4.8.4 About Partitioned Models

Partitioned models allow you to divide your data set into multiple partitions based on specific attributes and build a model for each partition. The system automates the creation and management of these models, reducing manual effort.

When you build a model on a data set, a single generic model may not perform well on new or evolving data. To address this, you can specify partition columns to create separate models for each partition based on some characteristics. For example, if your data set includes a "REGION" attribute with four values, four models will be created automatically, each corresponding to a region. The system manages these sub-models as part of a single partitioned model.

The partitioned model resides as a first-class, persistent database object, with all sub-models stored on disk. This structure improves performance, especially for models with a large number of partitions, and allows for efficient management, such as dropping individual sub-models when needed.

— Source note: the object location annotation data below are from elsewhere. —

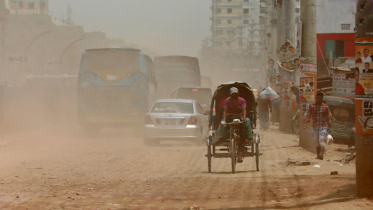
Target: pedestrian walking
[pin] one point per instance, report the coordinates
(321, 122)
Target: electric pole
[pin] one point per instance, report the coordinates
(363, 106)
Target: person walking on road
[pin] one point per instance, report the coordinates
(321, 122)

When building or scoring partitioned models, not all sub-models need to be loaded into memory simultaneously. This approach optimizes memory usage and enhances processing efficiency. The system provides a single model for scoring, while users can still access individual component models if needed.

Related Topics

See Also:

Oracle Machine Learning for SQL User’s Guide to understand more about partitioned models.

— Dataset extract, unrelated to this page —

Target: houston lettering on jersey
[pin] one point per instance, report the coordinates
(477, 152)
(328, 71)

4.8.4.1 Partitioned Model Build Process

To build a partitioned model, Oracle Machine Learning for SQL requires a partitioning key specified in a settings table.

The partitioning key is a comma-separated list of one or more columns (up to 16) from the input data set. The partitioning key horizontally slices the input data based on discrete values of the partitioning key. That is, partitioning is performed as list values as opposed to range partitioning against a continuous value. The partitioning key supports only columns of the data type NUMBER and VARCHAR2.

During the build process the input data set is partitioned based on the distinct values of the specified key. Each data slice (unique key value) results in its own model partition. The resultant model partition is not separate and is not visible to you as a standalone model. The default value of the maximum number of partitions for partitioned models is 1000 partitions. You can also set a different maximum partitions value. If the number of partitions in the input data set exceeds the defined maximum, OML4SQL throws an exception.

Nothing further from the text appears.